Но, бли-и-ина, как же приятно. Я хотела это услышать. Жаждала, как глоток воды в засушливый день. Это феерично — под стать оргазму. Легкому, щекотливому, жаркими потоками в животе расползающемуся.
— Мне никто не интересен… — тянет за косу, побуждая голову прогнуть назад, — кроме тебя, — шуршит в уголок рта.
— И все твои подружки «на разок» об этом знают? — нельзя обнажаться перед Игнатом, но так хочется реакцию его посмотреть. Как блядские глаза вспыхнут неудовольствием, рот искривится в презрении.
Но этого не читаю, лишь затаенную вину и тоску.
— Никого нет, — мягко, тепло, обволакивающе, чарующе. — Пресны, скучны, однообразны…
Вот и я, захмелев от дурмана нежных грубостей, даже упускаю секунду, когда его губы вновь припадают с жалящим поцелуем. Туда же — в уголок рта. Безотчетно ловлю посыл. Но промахиваюсь. Дыхание сбивается.
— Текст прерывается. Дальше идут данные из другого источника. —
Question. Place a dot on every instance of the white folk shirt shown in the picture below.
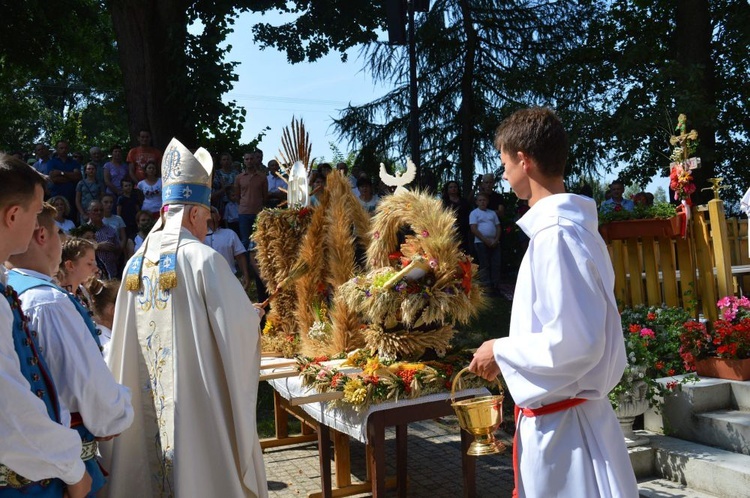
(83, 380)
(31, 443)
(566, 342)
(226, 243)
(216, 346)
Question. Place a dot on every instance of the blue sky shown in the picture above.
(273, 90)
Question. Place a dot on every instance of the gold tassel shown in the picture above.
(168, 280)
(133, 283)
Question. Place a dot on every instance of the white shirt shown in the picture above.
(105, 338)
(274, 182)
(137, 241)
(115, 221)
(84, 382)
(151, 195)
(565, 342)
(231, 212)
(31, 443)
(486, 222)
(65, 225)
(226, 243)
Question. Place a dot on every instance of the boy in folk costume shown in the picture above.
(38, 456)
(185, 328)
(565, 351)
(100, 408)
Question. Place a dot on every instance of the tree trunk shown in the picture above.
(151, 36)
(466, 111)
(696, 85)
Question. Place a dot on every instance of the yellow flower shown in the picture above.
(411, 366)
(355, 392)
(373, 364)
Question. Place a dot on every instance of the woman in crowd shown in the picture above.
(452, 199)
(102, 297)
(77, 265)
(62, 206)
(108, 246)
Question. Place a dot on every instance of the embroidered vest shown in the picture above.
(35, 371)
(22, 283)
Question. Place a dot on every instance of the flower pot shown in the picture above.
(629, 406)
(628, 229)
(723, 368)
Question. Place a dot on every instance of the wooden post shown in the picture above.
(722, 255)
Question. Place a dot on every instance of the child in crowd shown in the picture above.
(103, 295)
(232, 211)
(115, 171)
(62, 207)
(113, 220)
(151, 188)
(486, 229)
(127, 207)
(77, 265)
(87, 190)
(145, 223)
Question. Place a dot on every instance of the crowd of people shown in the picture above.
(181, 328)
(114, 199)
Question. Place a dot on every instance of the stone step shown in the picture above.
(725, 429)
(662, 488)
(712, 411)
(700, 467)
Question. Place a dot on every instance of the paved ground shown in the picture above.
(434, 465)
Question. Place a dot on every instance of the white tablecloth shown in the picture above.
(348, 420)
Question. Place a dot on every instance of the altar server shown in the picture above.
(39, 455)
(565, 351)
(186, 340)
(100, 408)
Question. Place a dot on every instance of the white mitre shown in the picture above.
(186, 180)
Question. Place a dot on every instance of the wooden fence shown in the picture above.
(691, 272)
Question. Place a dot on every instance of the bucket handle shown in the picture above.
(456, 382)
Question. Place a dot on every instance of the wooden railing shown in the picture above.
(692, 272)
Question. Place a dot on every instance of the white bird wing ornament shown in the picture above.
(401, 179)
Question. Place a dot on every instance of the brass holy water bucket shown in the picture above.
(480, 417)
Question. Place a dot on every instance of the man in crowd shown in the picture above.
(227, 243)
(185, 329)
(275, 184)
(65, 173)
(252, 186)
(565, 350)
(39, 455)
(616, 201)
(139, 157)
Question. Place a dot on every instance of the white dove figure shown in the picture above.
(400, 179)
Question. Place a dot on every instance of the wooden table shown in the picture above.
(376, 424)
(371, 430)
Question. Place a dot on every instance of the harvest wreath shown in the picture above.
(381, 380)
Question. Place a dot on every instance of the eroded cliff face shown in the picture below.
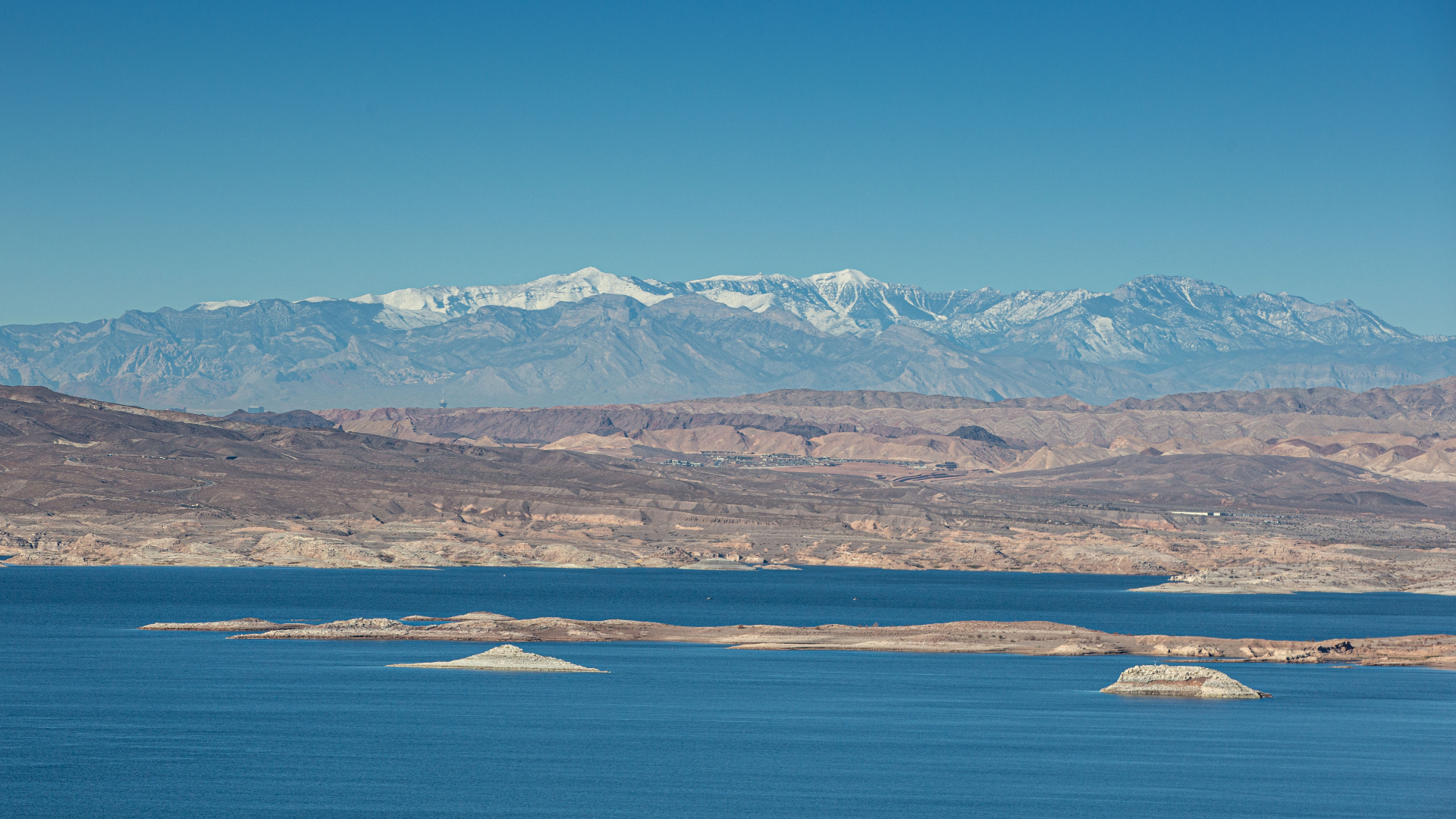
(88, 483)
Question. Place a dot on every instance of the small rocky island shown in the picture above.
(1181, 681)
(1024, 637)
(504, 659)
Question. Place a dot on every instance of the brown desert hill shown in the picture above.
(91, 483)
(1025, 423)
(1435, 400)
(296, 419)
(1235, 482)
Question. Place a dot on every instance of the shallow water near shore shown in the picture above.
(104, 720)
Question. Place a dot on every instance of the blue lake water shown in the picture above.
(102, 720)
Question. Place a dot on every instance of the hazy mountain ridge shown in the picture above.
(599, 338)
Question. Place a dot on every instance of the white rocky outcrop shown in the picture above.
(504, 659)
(1181, 681)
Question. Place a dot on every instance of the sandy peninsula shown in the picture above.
(1025, 637)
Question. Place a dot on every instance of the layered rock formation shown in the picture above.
(504, 659)
(85, 483)
(1181, 681)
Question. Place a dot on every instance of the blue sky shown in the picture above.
(171, 153)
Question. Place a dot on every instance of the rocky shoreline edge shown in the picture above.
(1025, 637)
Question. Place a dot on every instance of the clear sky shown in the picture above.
(158, 153)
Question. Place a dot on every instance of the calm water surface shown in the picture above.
(102, 720)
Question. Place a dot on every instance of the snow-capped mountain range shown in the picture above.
(1142, 321)
(592, 337)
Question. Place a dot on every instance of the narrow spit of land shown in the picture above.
(1027, 637)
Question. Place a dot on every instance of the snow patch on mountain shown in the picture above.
(1149, 319)
(538, 295)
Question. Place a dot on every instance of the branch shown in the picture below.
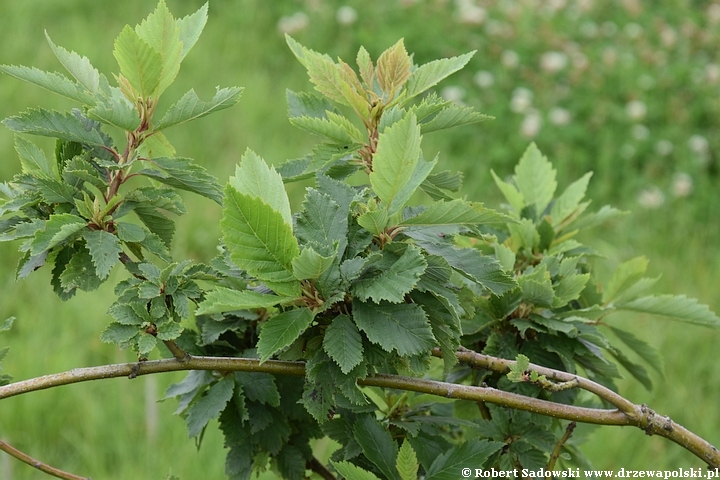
(43, 467)
(631, 414)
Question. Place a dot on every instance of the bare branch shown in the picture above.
(43, 467)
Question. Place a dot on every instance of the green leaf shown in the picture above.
(58, 229)
(452, 116)
(79, 67)
(281, 330)
(398, 166)
(350, 471)
(33, 159)
(535, 179)
(377, 445)
(626, 275)
(483, 269)
(331, 128)
(227, 300)
(65, 126)
(511, 193)
(430, 74)
(567, 203)
(407, 464)
(393, 278)
(676, 307)
(139, 63)
(190, 107)
(343, 343)
(184, 174)
(116, 110)
(569, 288)
(254, 177)
(456, 212)
(52, 81)
(209, 405)
(260, 241)
(646, 351)
(402, 327)
(104, 249)
(161, 32)
(310, 264)
(306, 104)
(472, 452)
(190, 27)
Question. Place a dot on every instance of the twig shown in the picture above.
(559, 446)
(43, 467)
(639, 416)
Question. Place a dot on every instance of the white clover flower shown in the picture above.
(698, 144)
(633, 30)
(651, 198)
(484, 79)
(510, 59)
(552, 62)
(531, 124)
(627, 151)
(559, 116)
(640, 132)
(521, 100)
(346, 15)
(636, 110)
(294, 23)
(664, 147)
(453, 93)
(682, 185)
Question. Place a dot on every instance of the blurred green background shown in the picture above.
(628, 89)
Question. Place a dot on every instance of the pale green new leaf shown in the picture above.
(184, 174)
(227, 300)
(511, 193)
(209, 406)
(456, 212)
(58, 229)
(281, 330)
(64, 126)
(570, 199)
(161, 32)
(79, 67)
(625, 276)
(398, 167)
(392, 282)
(190, 27)
(33, 159)
(535, 179)
(52, 81)
(104, 249)
(343, 343)
(190, 107)
(677, 307)
(310, 264)
(430, 74)
(116, 110)
(256, 178)
(260, 241)
(350, 471)
(395, 326)
(452, 116)
(407, 464)
(139, 63)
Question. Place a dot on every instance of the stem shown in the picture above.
(639, 416)
(558, 446)
(43, 467)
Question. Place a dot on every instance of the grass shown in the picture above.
(114, 429)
Губу ошпаривает голодный укус… и тут же скользит язык, будто рану зализывает.
Я таю. Боже! Я дура, но таю…
— М-м-м, — позорный стон щекочет горло. Обхватываю соседа рукой за шею, не то притягивая, не то для страховки — вот-вот упаду.
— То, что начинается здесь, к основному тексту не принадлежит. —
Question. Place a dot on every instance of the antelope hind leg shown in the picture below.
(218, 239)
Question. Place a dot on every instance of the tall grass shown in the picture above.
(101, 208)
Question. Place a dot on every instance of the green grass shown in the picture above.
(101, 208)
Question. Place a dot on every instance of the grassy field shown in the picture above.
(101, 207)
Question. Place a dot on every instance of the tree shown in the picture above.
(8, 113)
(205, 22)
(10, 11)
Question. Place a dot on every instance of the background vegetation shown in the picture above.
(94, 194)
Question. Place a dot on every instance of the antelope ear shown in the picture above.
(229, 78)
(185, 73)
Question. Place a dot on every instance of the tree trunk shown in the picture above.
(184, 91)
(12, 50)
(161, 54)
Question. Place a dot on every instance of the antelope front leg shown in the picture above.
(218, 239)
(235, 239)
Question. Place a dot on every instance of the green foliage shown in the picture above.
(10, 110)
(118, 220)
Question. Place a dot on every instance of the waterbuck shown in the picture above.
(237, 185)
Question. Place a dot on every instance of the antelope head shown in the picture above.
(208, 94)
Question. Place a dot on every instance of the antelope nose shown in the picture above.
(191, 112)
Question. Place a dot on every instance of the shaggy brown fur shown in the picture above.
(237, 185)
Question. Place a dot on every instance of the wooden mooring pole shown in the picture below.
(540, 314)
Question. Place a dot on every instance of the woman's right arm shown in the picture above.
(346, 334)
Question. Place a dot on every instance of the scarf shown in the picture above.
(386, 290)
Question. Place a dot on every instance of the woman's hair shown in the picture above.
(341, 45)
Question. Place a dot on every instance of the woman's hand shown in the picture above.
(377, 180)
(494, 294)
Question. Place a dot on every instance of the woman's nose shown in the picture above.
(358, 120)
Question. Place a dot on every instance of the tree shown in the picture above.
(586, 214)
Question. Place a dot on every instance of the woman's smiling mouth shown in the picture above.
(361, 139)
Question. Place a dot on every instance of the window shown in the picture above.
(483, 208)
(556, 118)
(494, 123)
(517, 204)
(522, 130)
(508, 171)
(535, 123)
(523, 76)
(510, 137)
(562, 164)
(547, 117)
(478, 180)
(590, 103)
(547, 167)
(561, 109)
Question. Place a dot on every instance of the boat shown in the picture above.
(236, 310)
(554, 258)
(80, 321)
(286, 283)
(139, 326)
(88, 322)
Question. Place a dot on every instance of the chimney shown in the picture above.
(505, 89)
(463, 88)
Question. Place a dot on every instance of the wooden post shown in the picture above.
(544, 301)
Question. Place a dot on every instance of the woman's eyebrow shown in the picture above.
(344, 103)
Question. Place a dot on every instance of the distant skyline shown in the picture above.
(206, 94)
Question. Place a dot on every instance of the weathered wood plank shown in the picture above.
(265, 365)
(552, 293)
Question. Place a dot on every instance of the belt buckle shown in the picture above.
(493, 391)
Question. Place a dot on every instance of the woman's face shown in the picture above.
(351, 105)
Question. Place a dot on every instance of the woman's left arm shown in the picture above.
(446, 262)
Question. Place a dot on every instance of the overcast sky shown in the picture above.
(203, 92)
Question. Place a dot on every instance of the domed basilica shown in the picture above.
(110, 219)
За что? Ну за что эта слабость дана? Проклятие…
Сдавленно сглатываю.
— Отпусти, — голос дрожит.
Секундная заминка.
— Правда этого хочешь? — Игнат продолжает подвергать испытанию мою психику и устойчивость, только теперь еще и второй рукой прогуливаясь по телу. Огладив плечо, руку… перекочевав на грудь. Но, зараза такая, не касаясь напряженных вершинок, а так… дразня, описывает круги.
— Лучше попроси тебя взять, — шероховато роняет, прикусывая мочку уха.
— Прошу, — всхлипываю, признавая его власть надо мной. — Не надо… — из последних сил, едва выглядывая из топи похоти.
Уже было оборвавшееся надсадное дыхание счастливого зверя, готового с рыком наброситься на поверженную жертву, вновь застревает в его груди.
— В глаза смотри! — охриплая команда заставляет очнуться.
Полная жесть. Смаргивая дурман, стыдливо пониманию, что с закрытыми глазами нежно мурлычу в объятиях соседа. Плавлюсь, как масло.
— В глаза посмотри и повтори!..
Никогда не думала, что глядя в эти невероятно серые блядские глаза, находясь в вопиюще неудобной ситуации и позе, четко помня о Лианге и Шумахере, я могу прозреть. Права Ксения!!! Я люблю этого безнравственного и глубоко аморального козла! С полным отсутствием элементарного желания быть обаятельным и нежным, вежливым и культурным. Без навета на романтику и нормальные свидания, как у других людей. Грубого, мерзкого типа, неисправимого матерщинника и непревзойденного циника. Хама и подлеца, беззаветно уверовавшего в собственную исключительность и вседозволенность. Плюющего на угрозы и многочисленные отказы. Купающегося во внимании толпы, которая обостряет его звездную болезнь до стадии «неизлечимо». Бессовестно соблазняющего, даже не наврав о светлых помыслах и благих намерениях на будущее. Ни намека на истинные чувства!!! Тупое, прямолинейное «хочу»!
Видимо, это его секрет на миллион. Школы пикаперов со своими детскими ужимками, стратегиями и потугами смешны и нелепы перед лицом такого ловеласа, как Селиверстов. Он банальной фразой «давай перепихнемся» может меня до оргазма довести…
И я согласна. Готова. Я… его. Как и остальные дурехи, кто был до меня и, скорее всего, будут.